Heavy smoke from wildfires in California and Oregon is expected to blow from northwestern Colorado across much of the state Friday afternoon and Saturday, causing hazy conditions and one of the heaviest fine particulate matter concentrations of the year, according to an advisory from the state’s health department and the National Weather Service.
Residents sensitive to poor air quality, including those with heart disease and respiratory illnesses, are being warned to stay indoors if smoke becomes thick in their neighborhood and to avoid heavy or prolonged exertion through at least Saturday afternoon, the state’s advisory said.
Other residents are advised to reduce “heavy or prolonged exertion” as the amount of particulates in the air increases sharply.
Sheltered valley locations, like the trough that I-25 runs through in the Denver metro area, should expect the heaviest impact from the smoke, the state’s advisory said.
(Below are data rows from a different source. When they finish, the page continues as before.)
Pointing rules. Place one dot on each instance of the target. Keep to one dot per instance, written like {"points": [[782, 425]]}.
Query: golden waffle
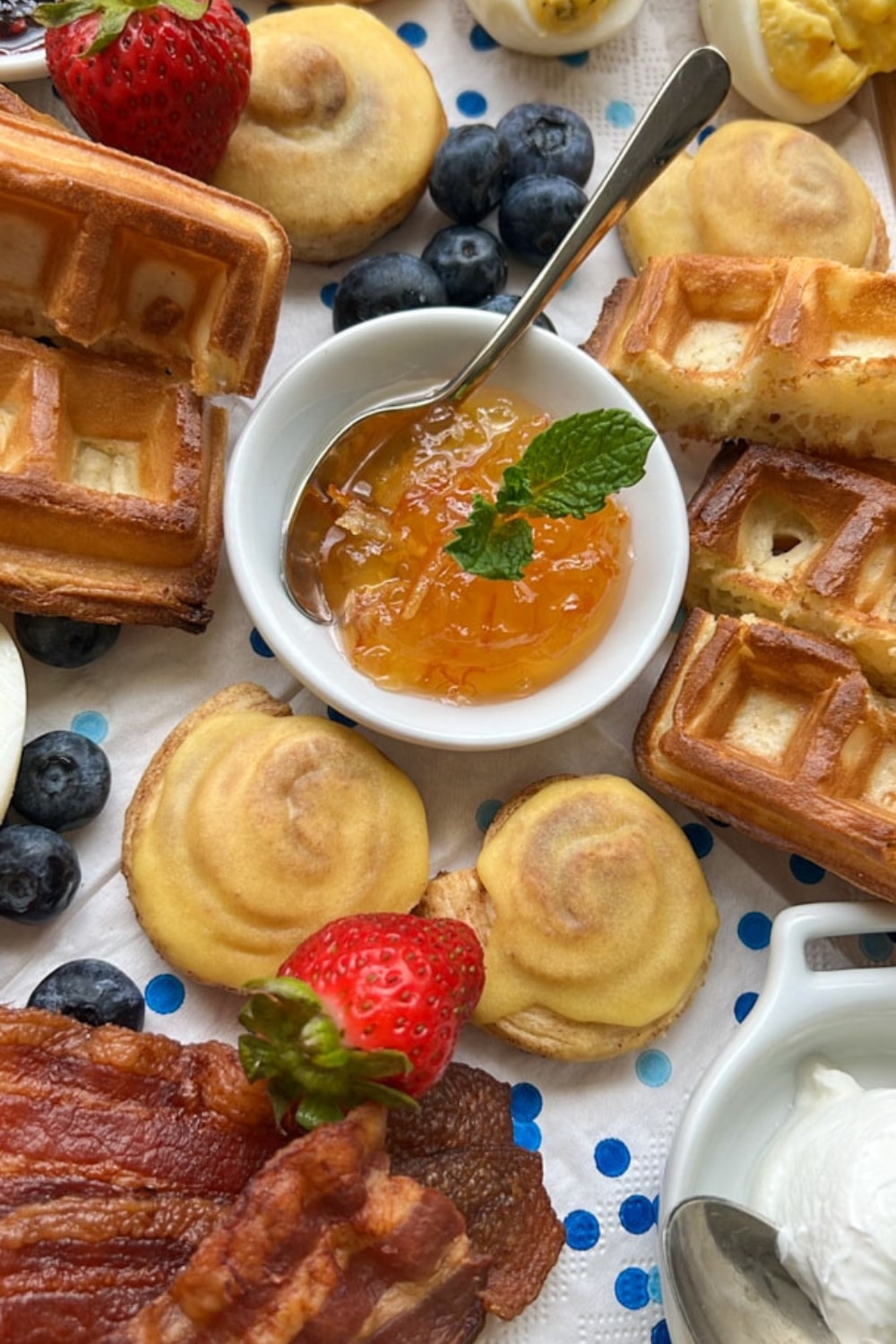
{"points": [[110, 489], [778, 733], [801, 540], [796, 352], [134, 261]]}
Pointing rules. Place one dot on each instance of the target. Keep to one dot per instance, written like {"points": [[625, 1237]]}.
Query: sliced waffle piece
{"points": [[802, 540], [778, 733], [129, 260], [110, 489], [797, 352]]}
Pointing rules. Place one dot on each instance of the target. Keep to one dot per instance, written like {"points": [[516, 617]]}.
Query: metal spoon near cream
{"points": [[13, 715], [801, 61], [554, 27]]}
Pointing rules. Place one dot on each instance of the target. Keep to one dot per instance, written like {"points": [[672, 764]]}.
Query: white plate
{"points": [[23, 56], [847, 1015]]}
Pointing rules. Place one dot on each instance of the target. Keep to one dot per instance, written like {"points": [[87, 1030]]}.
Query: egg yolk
{"points": [[563, 15], [823, 50], [411, 617]]}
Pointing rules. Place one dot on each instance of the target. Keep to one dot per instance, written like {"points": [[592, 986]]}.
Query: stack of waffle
{"points": [[128, 296], [777, 710]]}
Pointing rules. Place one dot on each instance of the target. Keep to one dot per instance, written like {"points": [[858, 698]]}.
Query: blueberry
{"points": [[536, 214], [541, 137], [505, 303], [387, 284], [469, 261], [64, 781], [62, 642], [94, 992], [39, 874], [470, 172]]}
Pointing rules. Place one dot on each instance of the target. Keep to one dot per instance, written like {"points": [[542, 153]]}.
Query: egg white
{"points": [[511, 23], [13, 715], [732, 26]]}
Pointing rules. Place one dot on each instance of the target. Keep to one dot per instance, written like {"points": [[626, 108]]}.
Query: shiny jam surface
{"points": [[411, 617]]}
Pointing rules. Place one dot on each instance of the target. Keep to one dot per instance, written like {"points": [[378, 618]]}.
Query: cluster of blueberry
{"points": [[530, 168], [64, 782]]}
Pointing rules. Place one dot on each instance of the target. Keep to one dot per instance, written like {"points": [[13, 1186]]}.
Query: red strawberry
{"points": [[370, 1007], [167, 81]]}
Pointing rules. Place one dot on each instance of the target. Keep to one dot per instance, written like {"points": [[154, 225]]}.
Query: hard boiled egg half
{"points": [[735, 29], [13, 715], [554, 27]]}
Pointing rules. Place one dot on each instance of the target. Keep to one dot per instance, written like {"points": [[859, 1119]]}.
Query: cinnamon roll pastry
{"points": [[594, 914], [253, 827], [340, 129], [759, 188]]}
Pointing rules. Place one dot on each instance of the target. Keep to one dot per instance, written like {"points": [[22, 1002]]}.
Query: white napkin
{"points": [[603, 1129]]}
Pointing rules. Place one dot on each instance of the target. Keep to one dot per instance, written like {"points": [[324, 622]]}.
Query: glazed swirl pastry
{"points": [[594, 913], [252, 827], [340, 129]]}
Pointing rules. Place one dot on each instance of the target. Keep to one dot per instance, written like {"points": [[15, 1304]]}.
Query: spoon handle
{"points": [[689, 97]]}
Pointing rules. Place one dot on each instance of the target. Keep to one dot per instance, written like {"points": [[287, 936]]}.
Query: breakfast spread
{"points": [[112, 478], [759, 188], [234, 841], [573, 879], [825, 1180], [801, 59], [153, 1198], [554, 27], [132, 296], [796, 352], [802, 540], [777, 733], [416, 605], [340, 129]]}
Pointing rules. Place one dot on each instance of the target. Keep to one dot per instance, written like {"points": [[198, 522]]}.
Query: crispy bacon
{"points": [[325, 1247]]}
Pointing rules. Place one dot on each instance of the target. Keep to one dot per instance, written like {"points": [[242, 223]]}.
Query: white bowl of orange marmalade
{"points": [[422, 650]]}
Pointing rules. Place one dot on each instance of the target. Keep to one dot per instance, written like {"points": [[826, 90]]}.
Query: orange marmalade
{"points": [[411, 617]]}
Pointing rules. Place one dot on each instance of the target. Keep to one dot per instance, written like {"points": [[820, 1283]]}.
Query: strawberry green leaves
{"points": [[314, 1077], [567, 470]]}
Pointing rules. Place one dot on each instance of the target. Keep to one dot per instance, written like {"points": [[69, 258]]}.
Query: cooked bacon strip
{"points": [[325, 1247], [462, 1144]]}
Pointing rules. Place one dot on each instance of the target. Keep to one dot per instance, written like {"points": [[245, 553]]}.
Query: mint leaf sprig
{"points": [[567, 470]]}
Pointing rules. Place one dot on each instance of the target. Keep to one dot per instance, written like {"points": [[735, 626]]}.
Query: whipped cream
{"points": [[828, 1180]]}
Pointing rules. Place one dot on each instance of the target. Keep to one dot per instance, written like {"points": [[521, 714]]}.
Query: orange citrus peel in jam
{"points": [[411, 617]]}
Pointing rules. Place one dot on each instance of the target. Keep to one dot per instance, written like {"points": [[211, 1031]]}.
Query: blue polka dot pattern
{"points": [[414, 34], [260, 647], [471, 104], [635, 1214], [164, 994], [806, 871], [654, 1284], [653, 1067], [619, 115], [582, 1228], [481, 40], [611, 1158], [525, 1101], [485, 814], [754, 930], [91, 725], [632, 1289]]}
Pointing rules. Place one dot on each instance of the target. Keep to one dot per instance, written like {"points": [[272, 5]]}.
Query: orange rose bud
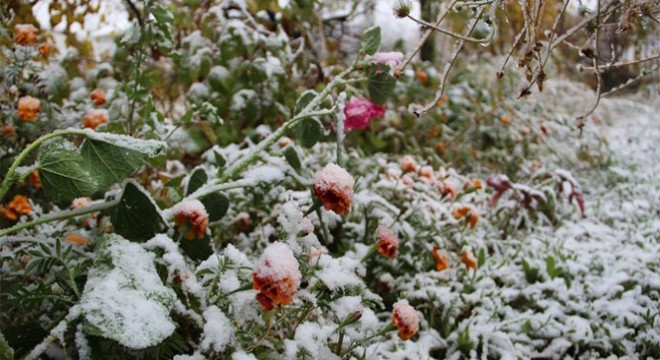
{"points": [[45, 49], [95, 117], [388, 244], [8, 130], [441, 260], [468, 259], [276, 276], [28, 108], [98, 97], [25, 34], [191, 214], [75, 239], [334, 187], [34, 179], [408, 164], [405, 318], [468, 210]]}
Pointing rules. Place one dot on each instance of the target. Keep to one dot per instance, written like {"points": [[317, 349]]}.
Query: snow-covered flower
{"points": [[191, 217], [408, 164], [391, 59], [334, 187], [98, 97], [45, 49], [469, 211], [405, 318], [468, 259], [388, 244], [360, 112], [276, 276], [95, 117], [441, 259], [28, 108], [25, 34]]}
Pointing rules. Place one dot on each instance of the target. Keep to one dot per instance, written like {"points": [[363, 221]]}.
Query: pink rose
{"points": [[360, 112], [391, 59]]}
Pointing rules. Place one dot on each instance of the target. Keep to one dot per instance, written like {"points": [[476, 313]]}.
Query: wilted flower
{"points": [[441, 259], [75, 239], [405, 319], [97, 96], [25, 34], [391, 59], [469, 211], [468, 259], [45, 49], [95, 117], [334, 187], [28, 108], [360, 112], [191, 216], [276, 276], [388, 244], [18, 205], [408, 164]]}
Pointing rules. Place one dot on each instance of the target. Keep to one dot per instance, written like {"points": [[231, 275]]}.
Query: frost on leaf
{"points": [[124, 299]]}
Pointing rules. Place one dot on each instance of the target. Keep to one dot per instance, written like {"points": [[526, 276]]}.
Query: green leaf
{"points": [[62, 171], [381, 83], [292, 157], [309, 132], [110, 164], [136, 217], [370, 40], [216, 205], [305, 98], [196, 180]]}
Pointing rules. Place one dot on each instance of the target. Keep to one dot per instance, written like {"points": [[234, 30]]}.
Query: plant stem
{"points": [[94, 207], [11, 173]]}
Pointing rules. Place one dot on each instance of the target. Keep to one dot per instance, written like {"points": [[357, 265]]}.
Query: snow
{"points": [[124, 299], [218, 330]]}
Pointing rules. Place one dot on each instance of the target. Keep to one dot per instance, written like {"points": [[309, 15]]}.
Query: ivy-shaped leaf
{"points": [[381, 83], [370, 41], [62, 171], [136, 217]]}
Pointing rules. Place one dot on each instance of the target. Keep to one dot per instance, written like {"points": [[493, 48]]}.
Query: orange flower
{"points": [[45, 49], [388, 244], [25, 34], [334, 187], [192, 214], [98, 97], [28, 108], [408, 164], [441, 259], [95, 117], [405, 318], [75, 239], [468, 210], [276, 276], [8, 130], [34, 179], [468, 259]]}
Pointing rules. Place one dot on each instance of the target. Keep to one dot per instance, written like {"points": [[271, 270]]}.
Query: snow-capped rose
{"points": [[334, 187], [191, 216], [360, 112], [28, 108], [388, 244], [405, 318], [276, 276], [391, 59]]}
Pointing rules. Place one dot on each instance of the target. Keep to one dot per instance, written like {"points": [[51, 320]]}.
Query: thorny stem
{"points": [[10, 177], [92, 208], [399, 69]]}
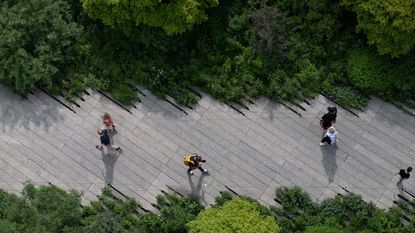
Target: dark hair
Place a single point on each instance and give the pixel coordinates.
(332, 110)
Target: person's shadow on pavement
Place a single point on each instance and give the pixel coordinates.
(329, 161)
(197, 193)
(109, 157)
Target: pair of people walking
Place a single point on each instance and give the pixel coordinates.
(326, 123)
(105, 139)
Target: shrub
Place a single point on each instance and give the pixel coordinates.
(294, 199)
(237, 215)
(346, 96)
(323, 229)
(37, 39)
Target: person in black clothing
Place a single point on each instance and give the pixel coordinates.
(105, 140)
(196, 162)
(329, 118)
(403, 175)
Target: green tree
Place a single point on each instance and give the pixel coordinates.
(173, 16)
(388, 24)
(36, 40)
(322, 229)
(44, 209)
(237, 215)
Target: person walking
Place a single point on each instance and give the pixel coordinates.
(403, 176)
(194, 161)
(329, 118)
(105, 140)
(330, 137)
(107, 121)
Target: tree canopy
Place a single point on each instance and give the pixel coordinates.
(388, 24)
(173, 16)
(36, 39)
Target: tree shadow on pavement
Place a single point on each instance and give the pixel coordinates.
(197, 193)
(329, 161)
(109, 158)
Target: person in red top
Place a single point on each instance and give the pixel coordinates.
(403, 176)
(107, 121)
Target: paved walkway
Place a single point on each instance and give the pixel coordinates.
(270, 146)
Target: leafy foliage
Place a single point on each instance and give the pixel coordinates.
(346, 96)
(237, 215)
(173, 16)
(286, 50)
(174, 214)
(388, 24)
(339, 214)
(36, 43)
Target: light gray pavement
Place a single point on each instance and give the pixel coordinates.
(271, 146)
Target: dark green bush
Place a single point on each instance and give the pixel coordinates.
(294, 199)
(346, 96)
(323, 229)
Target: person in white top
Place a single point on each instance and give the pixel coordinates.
(330, 137)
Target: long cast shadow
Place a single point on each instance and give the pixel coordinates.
(109, 158)
(329, 161)
(197, 193)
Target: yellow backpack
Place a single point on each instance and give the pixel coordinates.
(186, 159)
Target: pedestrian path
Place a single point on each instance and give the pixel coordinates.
(250, 150)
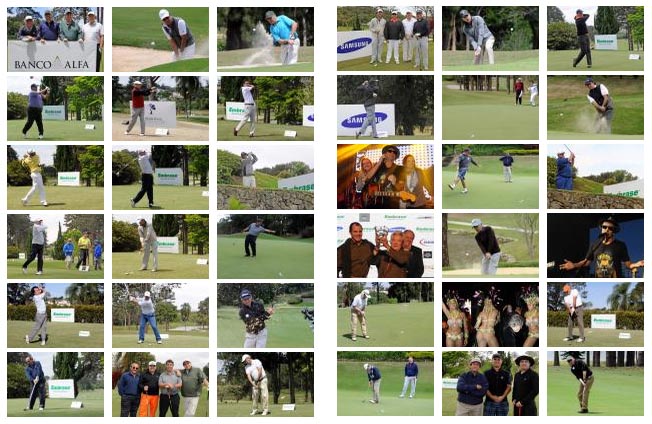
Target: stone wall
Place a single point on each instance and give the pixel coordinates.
(564, 199)
(264, 199)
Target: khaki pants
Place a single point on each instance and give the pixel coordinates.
(354, 324)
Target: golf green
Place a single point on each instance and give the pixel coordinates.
(353, 392)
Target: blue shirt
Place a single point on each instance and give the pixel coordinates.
(282, 29)
(128, 384)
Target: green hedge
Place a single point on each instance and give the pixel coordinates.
(83, 313)
(624, 319)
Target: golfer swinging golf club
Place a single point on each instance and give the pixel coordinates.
(32, 162)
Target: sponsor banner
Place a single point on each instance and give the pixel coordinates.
(160, 114)
(422, 225)
(61, 389)
(308, 116)
(626, 189)
(304, 182)
(62, 314)
(51, 57)
(54, 113)
(168, 176)
(351, 117)
(68, 179)
(168, 245)
(353, 44)
(603, 321)
(606, 42)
The warning comes as the state has had weeks of bad air quality, in part because of enormous fires raging along the West Coast and a wind pattern that has steered fire smoke into Colorado, said Paul Schlatter, a meteorologist with the National Weather Service in Boulder.
Because the state has been under a “persistent ridge of high pressure” that sends smoke from the western states into Colorado, there’s little wind closer to the ground that could blow the smoke away to the central Plains of the United States, Schlatter said.
“Without strong winds near the surface, the smoke just kind of sticks around,” he said.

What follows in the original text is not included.